En este sentido, se puede ver un guiño de Tarantino a la verdadera historia detrás de los Doce del patíbulo, ya que el personaje de Brad Pitt, o sea el líder de los Bastardos sin gloria, tiene el sobrenombre de “El Apache” y les pide a sus hombres que le quiten el cuero cabelludo a todas sus bajas enemigas.

El film de Aldrich originó algunas flojas secuelas producidas para la televisión, y es uno de los films de guerra más copiados de todos los tiempos. Sin embargo, y más allá de sus fuentes históricas ya mencionadas, su originalidad es discutible, ya que un film previo de bajo presupuesto, dirigido por Roger Corman, se le adelantó en el tema. Stewart Granger, Mickey Rooney, Ed Byrnes, Henry Silva y Raf Vallone eran algunos de miembros de la Invasión secreta (The Secret Invasion, 1964). Corman contó que supo de la historia real de un grupo comando que actuó contra los nazis en Dubrovnik, ex Yugoslavia (uno de los países que más duramente se opuso a la ocupación alemana), en el consultorio de un dentista, y que se interesó tanto en recrear aquellos hechos verídicos como para llevar la producción a las locaciones reales, algo difícil teniendo en cuenta que el despliegue de producción no era el fuerte de los astutos emprendimientos independientes del director de The Trip y El hombre con ojos de rayos X.

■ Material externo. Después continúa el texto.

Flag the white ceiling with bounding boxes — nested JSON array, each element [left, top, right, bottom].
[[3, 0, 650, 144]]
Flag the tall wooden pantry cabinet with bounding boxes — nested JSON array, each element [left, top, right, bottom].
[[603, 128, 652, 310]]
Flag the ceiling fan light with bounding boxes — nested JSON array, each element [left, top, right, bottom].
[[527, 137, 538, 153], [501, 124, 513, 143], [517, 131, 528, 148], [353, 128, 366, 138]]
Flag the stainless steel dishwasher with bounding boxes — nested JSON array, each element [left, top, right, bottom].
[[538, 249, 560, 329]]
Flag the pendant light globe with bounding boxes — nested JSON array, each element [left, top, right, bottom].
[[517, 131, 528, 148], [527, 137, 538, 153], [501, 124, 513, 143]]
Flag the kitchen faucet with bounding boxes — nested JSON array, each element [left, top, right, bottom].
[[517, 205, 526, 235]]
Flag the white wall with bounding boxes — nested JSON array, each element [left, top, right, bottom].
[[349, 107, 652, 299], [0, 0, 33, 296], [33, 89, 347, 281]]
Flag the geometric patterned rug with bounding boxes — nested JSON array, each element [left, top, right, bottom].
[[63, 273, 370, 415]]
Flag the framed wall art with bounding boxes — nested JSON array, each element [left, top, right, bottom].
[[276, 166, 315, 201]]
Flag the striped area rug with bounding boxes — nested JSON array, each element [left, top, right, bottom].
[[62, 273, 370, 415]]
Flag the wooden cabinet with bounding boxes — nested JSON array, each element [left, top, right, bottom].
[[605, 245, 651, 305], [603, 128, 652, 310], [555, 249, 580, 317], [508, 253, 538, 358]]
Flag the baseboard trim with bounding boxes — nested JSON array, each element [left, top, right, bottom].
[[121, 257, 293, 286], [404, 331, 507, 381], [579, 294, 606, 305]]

Más allá de que el film de Corman debería ser considerado el primer film auténticamente dedicado a estos grupos de comandos sucios, implacables, desalmados y tan malos como sus enemigos nazis –ésta sería una perfecta descripción de los energúmenos de Tarantino, que muelen con un bate de béisbol a sus enemigos, les cortan el cuero cabelludo a los cadáveres y, si los dejan vivos, les marcan una cruz esvástica en la frente con un cuchillo–, las fuentes se pueden remontar incluso hasta los films realizados durante el transcurso de la Segunda Guerra Mundial, como el semiolvidado Gung Ho: The Story of Carlson’s Makin Island Raiders (Ray Enright, 1943) con Randolph Scott y un joven Robert Mitchum matando japoneses a diestra y siniestra luego de un entrenamiento diseñado para convertir seres humanos en bestias de combate.

En todo caso hay muchos films muy buenos en el estilo iniciado por Corman y continuado por Aldrich. Uno de los mejores lamentablemente no es de los más conocidos ni recordados. En Play Dirty (La escoria del desierto, 1968), el genial André De Toth se despedía del cine a lo grande con la historia de un ejecutivo petrolero obligado a asumir su fachada militar y liderar una misión imposible en territorio alemán, disfrazado de italiano con soldados de la peor ralea, igual o peor que las tropas del Eje con las que se encontraban a su paso. La película confirmó la extraña peculiaridad que Michael Caine venía demostrando desde el inicio de su carrera en la obra maestra épica Zulú, de Cy Enfield: se puede ser superastro de cine sin encarnar jamás a un héroe ni nada que se le parezca. Caine volvería a demostrar esto en otro excelente film de Aldrich al estilo de sus previos Doce del patíbulo: en Too Late the Hero (Así nacen los héroes, 1970) encarnaba como nadie a un soldado inglés tan cobarde como todos sus camaradas, que hacía cualquier cosa por no tener que enfrentarse a los japoneses que dominaban la otra mitad de su propia isla. La frase publicitaria de esta joya de Robert Aldrich lo decía todo: “War... it’s a dying business” (“La guerra... es un negocio moribundo”).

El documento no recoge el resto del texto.